今年のアカデミー賞の話題のひとつが、この映画が「リンカーン」と共に二本の黒人奴隷制度を扱った映画が並んだこと。
アカデミー賞脚本賞を受賞した本作は、奴隷制度に対する怒りが全編にあふれた異色西部劇である。
赤い文字のタイトルロールに、あの”ジャンゴ〜”の音楽で始まるや、もう賞金稼ぎが主人公のマカロニ・ウェスタンの世界。

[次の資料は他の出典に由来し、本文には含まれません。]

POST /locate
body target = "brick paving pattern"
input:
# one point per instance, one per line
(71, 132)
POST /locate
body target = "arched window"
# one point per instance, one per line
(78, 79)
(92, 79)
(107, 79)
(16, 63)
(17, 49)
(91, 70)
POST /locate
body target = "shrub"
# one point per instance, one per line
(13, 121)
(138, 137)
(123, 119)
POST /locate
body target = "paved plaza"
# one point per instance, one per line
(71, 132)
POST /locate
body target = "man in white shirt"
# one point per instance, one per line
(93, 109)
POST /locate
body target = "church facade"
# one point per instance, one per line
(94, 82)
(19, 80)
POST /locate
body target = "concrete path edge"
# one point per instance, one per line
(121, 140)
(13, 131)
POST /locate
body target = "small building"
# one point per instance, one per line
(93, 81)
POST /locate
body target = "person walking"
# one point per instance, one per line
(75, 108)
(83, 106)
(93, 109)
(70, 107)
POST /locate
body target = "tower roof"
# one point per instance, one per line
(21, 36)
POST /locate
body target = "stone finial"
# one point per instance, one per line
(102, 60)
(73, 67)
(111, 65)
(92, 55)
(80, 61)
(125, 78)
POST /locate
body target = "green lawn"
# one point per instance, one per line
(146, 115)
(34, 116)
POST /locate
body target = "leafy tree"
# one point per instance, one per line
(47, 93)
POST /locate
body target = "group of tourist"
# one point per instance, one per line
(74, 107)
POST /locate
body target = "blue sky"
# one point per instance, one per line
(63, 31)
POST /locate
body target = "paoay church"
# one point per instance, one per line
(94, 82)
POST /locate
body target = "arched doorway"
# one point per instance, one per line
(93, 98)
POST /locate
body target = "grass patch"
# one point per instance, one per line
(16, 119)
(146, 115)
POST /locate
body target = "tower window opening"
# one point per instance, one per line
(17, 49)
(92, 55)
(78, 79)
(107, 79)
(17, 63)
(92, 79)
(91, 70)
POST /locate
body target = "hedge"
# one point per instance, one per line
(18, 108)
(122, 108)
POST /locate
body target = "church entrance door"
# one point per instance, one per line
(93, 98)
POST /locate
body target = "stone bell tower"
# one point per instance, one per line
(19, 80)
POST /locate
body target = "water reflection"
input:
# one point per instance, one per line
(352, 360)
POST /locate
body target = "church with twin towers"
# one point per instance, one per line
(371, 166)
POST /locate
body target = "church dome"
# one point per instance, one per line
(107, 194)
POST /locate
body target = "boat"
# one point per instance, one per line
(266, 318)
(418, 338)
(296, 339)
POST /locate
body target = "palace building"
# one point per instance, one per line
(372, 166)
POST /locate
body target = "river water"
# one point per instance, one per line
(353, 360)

B級映画や東映任侠映画が大好きなクエンティン・タランティーノ監督の独壇場だ。
ジェイミー・フォックスとクリストフ・ヴァルツ二人の賞金稼ぎコンビ。
奴隷が当然の黒人が馬に乗っていることだけで奇異の眼にさらされる場面から当時の奴隷制度の現実をえぐりだす。
コンビ二人の脇を固める悪役の二人、レオナルド・ディカプリオとサミュエル・L・ジャクソンがオーバー気味な演技で魅せるのもタランティーノ・ワールド。
早撃ち、ガンファイト、ダイナマイトと過激な描写で西部劇の面白さもたっぷり。
残酷描写は想定内。
ユーモアある会話、駆け引きの妙や、次の展開を待ち望むサスペンスもあって2時間45分という上映時間を飽きさせない面白さ。